ジョーの軍団はすべて、自分たちを追いかけるために外へ出ている。それを振り払い先に戻って閉め出してしまえば、水もある、食料もある砦ならば生きてゆくのに不自由はない。

湖の向こうへ行っても、何があるのか、何もないのかすら解らない。

追っ手のど真ん中を突っ切り駆け抜ければ、激しい戦いになるけれど水と緑が待っている。

どちらに行っても苛酷ならば、確実な希望がある方にかける。

フュリオサは決断します。そして一行は、一縷の望みに命を託す道を、文字通り爆走するのです。

その闘争のゆくえは…。

DVDでもネット配信でも構いません。どうぞあなたの眼で、彼らの闘いを、たどる運命を、確かめてください。

 

終盤の大バトルのさなか、ばあちゃんが大事に持っていたカバンが、まさに「志を継ぐ」という描写を担う重要なモチーフとなります。そして何より切なくも感動するのが、序盤に「ただ死ぬために死ぬ」ような無邪気な子供兵だったニュークスが、旅の日々で恋をして、生きること死ぬことを感じ考えるようになり、男の子として愛する女の子を守るために、ひとりの人間として、ちゃんと尊厳を獲得して死ぬところです。

そして、忘れちゃいけない。
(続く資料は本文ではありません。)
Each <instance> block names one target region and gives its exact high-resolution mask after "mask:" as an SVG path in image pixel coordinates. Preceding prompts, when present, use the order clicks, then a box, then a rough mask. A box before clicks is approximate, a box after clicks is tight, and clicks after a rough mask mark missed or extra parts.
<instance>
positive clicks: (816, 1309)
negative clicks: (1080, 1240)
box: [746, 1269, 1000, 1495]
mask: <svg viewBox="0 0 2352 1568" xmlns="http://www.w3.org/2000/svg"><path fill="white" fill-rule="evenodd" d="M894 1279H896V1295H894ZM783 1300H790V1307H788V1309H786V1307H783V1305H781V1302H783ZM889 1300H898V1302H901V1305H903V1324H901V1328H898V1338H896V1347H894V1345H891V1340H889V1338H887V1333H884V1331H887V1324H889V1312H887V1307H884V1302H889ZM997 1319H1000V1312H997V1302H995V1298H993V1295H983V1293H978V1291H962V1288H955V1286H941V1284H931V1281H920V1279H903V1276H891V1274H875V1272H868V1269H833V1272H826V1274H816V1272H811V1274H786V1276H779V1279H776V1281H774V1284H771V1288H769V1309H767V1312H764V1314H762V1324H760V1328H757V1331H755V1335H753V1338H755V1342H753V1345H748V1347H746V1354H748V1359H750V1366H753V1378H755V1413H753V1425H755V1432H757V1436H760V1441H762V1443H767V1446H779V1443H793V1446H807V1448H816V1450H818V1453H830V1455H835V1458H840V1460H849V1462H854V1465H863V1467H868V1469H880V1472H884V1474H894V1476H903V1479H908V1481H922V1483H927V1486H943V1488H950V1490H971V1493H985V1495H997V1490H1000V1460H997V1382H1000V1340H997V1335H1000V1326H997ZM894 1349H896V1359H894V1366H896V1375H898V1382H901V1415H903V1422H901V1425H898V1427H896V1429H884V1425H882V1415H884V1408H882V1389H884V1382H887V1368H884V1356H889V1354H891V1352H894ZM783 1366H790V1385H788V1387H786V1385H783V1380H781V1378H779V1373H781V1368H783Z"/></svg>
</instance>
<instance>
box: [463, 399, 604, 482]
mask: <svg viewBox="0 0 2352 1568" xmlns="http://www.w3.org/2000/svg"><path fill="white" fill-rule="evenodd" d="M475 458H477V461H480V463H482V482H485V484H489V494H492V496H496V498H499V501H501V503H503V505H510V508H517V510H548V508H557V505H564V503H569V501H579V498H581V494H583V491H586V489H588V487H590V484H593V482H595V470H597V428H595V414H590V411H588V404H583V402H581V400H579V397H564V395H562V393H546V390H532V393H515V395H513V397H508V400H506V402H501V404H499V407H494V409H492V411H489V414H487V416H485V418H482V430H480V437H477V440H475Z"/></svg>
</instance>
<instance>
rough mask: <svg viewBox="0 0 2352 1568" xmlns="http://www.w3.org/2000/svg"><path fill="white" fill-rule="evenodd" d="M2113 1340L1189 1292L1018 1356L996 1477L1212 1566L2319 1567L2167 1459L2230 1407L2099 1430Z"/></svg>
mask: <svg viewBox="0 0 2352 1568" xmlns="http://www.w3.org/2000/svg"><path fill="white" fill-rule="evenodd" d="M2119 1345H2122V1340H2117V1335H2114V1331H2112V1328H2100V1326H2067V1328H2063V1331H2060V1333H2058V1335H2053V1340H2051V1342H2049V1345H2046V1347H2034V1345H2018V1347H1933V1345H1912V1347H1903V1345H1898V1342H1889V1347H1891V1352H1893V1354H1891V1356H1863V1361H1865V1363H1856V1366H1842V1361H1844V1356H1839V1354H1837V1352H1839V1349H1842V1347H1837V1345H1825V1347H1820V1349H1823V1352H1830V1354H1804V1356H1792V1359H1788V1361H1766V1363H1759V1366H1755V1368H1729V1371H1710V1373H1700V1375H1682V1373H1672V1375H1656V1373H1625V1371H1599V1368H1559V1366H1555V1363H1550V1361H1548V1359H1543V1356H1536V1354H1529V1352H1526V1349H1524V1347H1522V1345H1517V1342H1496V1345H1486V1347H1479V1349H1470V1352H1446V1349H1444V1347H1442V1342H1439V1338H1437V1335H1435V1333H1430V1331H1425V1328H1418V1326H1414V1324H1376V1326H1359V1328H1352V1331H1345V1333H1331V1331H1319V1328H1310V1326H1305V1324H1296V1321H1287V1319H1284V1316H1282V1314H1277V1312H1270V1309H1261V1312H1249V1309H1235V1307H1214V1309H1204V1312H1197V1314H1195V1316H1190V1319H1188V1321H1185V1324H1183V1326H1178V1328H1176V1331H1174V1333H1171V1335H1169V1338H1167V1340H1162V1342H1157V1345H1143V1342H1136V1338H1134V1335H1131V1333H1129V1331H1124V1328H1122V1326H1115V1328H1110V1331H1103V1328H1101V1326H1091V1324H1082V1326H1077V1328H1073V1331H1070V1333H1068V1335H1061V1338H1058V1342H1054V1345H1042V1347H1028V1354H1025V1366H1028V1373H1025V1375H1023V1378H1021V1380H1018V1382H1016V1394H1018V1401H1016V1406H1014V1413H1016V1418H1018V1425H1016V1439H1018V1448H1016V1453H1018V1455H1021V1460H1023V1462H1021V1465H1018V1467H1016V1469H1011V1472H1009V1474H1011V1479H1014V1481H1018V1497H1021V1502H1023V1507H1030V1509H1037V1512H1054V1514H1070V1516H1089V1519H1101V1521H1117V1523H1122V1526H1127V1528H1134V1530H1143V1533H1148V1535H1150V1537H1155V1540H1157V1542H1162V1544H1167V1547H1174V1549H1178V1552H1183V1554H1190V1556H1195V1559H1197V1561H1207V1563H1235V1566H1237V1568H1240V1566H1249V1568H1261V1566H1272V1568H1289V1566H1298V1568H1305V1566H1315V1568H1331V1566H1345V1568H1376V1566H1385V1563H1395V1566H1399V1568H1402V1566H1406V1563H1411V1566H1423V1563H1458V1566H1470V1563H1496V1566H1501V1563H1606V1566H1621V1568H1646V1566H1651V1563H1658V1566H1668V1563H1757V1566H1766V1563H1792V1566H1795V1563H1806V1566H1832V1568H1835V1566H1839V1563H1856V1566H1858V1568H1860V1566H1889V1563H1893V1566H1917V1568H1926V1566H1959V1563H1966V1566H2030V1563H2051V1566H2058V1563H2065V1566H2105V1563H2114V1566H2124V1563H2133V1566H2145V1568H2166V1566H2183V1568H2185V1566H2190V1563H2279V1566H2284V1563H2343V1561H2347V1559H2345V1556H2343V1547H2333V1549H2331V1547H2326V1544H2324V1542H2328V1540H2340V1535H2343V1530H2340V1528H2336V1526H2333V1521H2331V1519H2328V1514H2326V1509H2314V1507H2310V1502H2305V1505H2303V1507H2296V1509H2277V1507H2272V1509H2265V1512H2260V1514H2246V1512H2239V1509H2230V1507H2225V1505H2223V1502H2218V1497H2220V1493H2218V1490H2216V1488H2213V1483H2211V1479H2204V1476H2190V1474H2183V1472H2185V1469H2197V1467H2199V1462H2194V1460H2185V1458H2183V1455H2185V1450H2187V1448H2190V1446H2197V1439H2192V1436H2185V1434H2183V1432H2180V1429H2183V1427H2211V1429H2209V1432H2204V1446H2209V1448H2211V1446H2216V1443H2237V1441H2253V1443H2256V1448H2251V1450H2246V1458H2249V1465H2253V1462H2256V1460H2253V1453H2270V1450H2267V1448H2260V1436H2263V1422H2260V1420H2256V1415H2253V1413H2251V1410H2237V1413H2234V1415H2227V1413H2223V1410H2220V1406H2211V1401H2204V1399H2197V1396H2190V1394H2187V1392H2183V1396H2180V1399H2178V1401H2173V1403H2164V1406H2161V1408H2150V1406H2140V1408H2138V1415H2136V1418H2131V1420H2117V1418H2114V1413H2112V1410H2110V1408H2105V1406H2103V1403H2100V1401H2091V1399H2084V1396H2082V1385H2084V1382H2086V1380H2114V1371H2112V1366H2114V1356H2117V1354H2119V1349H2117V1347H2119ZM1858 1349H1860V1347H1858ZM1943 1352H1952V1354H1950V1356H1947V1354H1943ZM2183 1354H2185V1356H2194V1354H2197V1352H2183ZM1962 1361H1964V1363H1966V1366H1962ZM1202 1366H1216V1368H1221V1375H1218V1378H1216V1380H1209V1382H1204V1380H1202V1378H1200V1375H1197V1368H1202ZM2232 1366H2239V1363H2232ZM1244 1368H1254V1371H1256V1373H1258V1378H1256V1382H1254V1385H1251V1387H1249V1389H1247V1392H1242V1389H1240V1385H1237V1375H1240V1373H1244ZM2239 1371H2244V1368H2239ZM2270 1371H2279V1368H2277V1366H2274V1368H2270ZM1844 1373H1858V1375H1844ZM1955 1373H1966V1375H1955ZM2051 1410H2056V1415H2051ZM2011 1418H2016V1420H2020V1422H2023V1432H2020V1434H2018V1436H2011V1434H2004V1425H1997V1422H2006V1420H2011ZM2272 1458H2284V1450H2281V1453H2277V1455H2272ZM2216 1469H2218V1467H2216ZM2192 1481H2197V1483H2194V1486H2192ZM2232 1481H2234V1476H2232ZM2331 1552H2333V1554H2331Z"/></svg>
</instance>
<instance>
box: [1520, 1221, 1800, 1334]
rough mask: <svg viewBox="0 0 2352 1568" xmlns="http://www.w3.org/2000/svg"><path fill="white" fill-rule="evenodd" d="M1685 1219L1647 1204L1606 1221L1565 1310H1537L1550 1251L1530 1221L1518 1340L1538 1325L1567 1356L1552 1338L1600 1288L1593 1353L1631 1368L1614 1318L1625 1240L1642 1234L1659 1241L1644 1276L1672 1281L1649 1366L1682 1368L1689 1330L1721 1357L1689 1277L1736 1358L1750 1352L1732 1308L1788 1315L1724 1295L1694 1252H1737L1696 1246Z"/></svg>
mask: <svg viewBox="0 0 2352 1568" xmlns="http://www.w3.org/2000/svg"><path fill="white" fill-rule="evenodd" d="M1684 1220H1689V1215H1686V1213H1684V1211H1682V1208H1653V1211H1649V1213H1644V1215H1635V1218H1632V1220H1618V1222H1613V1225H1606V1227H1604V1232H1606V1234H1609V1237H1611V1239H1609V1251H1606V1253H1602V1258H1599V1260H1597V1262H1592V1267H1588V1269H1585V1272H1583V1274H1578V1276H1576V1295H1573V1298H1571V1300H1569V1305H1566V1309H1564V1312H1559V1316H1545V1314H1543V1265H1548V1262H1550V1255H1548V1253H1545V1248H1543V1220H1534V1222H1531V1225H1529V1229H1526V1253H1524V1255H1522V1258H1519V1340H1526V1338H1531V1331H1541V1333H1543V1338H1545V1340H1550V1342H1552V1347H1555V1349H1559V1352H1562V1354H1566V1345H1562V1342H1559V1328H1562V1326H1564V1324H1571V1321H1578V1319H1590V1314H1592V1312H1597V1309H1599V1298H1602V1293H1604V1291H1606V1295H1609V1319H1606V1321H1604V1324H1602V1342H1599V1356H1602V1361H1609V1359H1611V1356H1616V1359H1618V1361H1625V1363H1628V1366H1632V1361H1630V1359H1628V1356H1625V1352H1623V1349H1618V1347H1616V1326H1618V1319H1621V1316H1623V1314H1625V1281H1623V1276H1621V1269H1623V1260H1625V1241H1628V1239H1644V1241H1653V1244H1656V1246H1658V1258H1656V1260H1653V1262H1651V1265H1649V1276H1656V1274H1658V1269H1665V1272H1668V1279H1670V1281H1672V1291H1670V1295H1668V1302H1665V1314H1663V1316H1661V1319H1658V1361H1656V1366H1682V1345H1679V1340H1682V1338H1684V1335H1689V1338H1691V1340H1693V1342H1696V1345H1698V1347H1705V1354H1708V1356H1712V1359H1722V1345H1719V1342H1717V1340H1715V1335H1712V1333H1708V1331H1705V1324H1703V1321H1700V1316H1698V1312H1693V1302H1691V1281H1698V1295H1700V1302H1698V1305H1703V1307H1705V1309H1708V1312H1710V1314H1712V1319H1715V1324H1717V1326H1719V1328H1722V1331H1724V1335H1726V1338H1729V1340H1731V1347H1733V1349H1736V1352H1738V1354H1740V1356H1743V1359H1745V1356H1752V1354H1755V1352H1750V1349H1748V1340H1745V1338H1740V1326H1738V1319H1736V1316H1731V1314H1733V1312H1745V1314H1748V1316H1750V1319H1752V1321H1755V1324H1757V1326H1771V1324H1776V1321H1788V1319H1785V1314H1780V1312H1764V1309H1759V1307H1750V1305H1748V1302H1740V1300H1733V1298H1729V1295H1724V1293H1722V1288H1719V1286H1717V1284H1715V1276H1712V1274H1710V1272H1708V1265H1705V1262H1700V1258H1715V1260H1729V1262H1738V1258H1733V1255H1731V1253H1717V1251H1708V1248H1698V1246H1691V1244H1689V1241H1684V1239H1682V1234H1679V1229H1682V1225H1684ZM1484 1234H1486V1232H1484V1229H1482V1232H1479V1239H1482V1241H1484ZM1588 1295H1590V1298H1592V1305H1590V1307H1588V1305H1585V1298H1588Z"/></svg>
マックスは劇中、終盤のあるシーンまで一切名乗りません。その、自分の名を明かす動機がね、また泣けるんですよ。なぜ名乗らずにいたのか。その彼が自分の名を明かす理由はなんなのか。

ただ死なずにいるだけのために生きて、守りたいものを守りきれなかった無力感を持て余していたが故に、名前すら捨てていた男が、もう一度、人間として名前を持ち生きようと思うようになった、その理由です。

私なりの答えはありますが、これは、やっぱり観る人の数だけ、その答えがあるのだと思います。

どうぞ、一度ご覧になって、あなたの答えを見つけてみてください。

 

しまった。

映画本編をitunesで観ながら書いてたら、すさまじき文字数になっておりますがな。

でもまだ語りきれないんだよなあ。

なにせこの映画、構造はシンプルなくせに、どこをどう切っても、誰に重点を置いて注目しても、ちゃんと一人ひとりに「そう行動するだけの理由」があって、色々な観かたができるすごい映画だからなあ。

ホントにジョージ・ミラーって88なんですか。30代と言われてもうっかり信じちゃいそうなポテンシャルですよ。コワイ!

とにかく、押井映画と同じで、何度見ても発見があるし、色々なことを考える材料にもなる作品です。

ウォーボーイズがスケキヨみたいでちょっとなんておっしゃらず、とにかく観てください。お願い。

ケイパブルちゃんとニュークスくんがかわいらしい純愛カップルですから。